This book healed something in me

I went into this book expecting it to feel devastating, depressing, and sob-inducing based solely on what I knew about the premise, but I actually gained a more positive perspective on a lot of things in my life.

On friendship:

“Friendship, a sentiment in which one never knows solitude as one does in love. Friendship, the sweetness of being able to love without passion, the joy of being able to give without fear!”

This stuck with me. I’m so grateful to have had such strong friendships throughout my life. I knew before, but Ana Maria and Sofia’s relationship made me realize even more that these are the most important relationships in my life.

On romance:

Maybe we should consider making the male loneliness epidemic an actual thing after the men in this book. I mean, every single one of them was so head over heels in love with Maria Griselda that they couldn’t help but be changed by her beauty. To say all of that in front of your wife and be so openly unfaithful is despicable. Maria Griselda’s husband, instead of doing everything in his power to make her feel loved, locked her away because he was so insecure. Lastly, Antonio was lucky enough to love a woman who could feel so much and love so deeply and make her feel like that was wrong and something she should hide??

On first love:

So maybe Ana Maria and Ricardo did make me cry, but in a good way. As someone who recently ended my first relationship, I felt seen by Ana Maria’s reflections on her own experience. “Possibly all men in their lifetime long to make some great renunciation; to sacrifice regretfully something vital; to tear to pieces a butterfly, to feel themselves masters of their own destiny,” is the most beautiful tear-jerking quote I have read in a while.

On life and death:

“Poor Ana Maria! Your whole life was nothing but a passionate search for that Garden of Eden, lost irretrievably, however, by man!”

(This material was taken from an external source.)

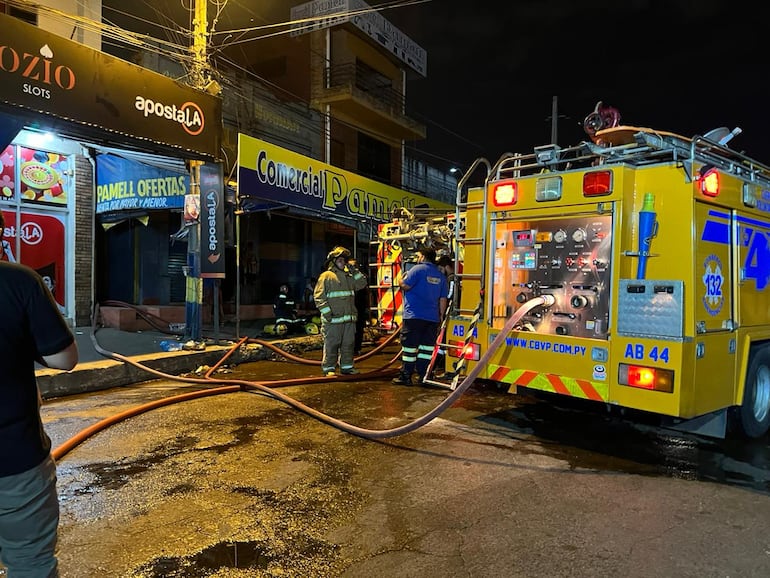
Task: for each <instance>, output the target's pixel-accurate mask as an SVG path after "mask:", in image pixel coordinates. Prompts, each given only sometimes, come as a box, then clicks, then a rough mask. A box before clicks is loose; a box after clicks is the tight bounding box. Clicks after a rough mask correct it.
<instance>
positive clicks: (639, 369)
mask: <svg viewBox="0 0 770 578" xmlns="http://www.w3.org/2000/svg"><path fill="white" fill-rule="evenodd" d="M618 383H620V385H627V386H629V387H637V388H639V389H649V390H650V391H662V392H665V393H672V392H673V391H674V372H673V371H671V370H670V369H661V368H660V367H647V366H644V365H629V364H627V363H621V364H620V365H619V366H618Z"/></svg>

Finding joy in life is often made very challenging by society. Ana Maria loved and felt so deeply, and this book made me realize how much of a gift it is to experience that. When her hatred towards Antonio became something passive in death, and she neither loved nor hated, she herself became something passive. Emotion gives life meaning, both the good and the bad. I also hadn’t thought before about the idea that “it might be also that all deaths are not the same and even that after death each one of us follows a different path.” I like the idea of continuing to follow your own path; it’s much more appealing than some of the alternatives. Death in this book felt like an appreciation of the life lived, more than a loss.

I’m curious about your thoughts on the importance of self-reflection in your day-to-day life and the extent to which it’s necessary to find the joys in life?

3 thoughts on “This book healed something in me

  1. Hey Emilia, I am with you regarding Ana Maria and Ricardo’s love story ;-; It made me reflect on my past relationships and the common theme that ego and masculinity are quite fragile among men our age and continue to haunt the possibility of a successful relationship. Growing up is such a complicated thing, and even if it’s easy to blame one party of the other, I guess both parties are confined to their own negative thoughts and doubts.

    I hope you are able to heal as you go through this breakup. You got this !

  2. Hi Emilia!
    It’s really encouraging and motivating to read about your reflections on your life after you read this book! I definitely think self-reflection is super important to find at least clarity, if not outright joy (and this post made me realise perhaps I should reflect more myself (.◜◡◝)). I hope you continue to heal through your breakup!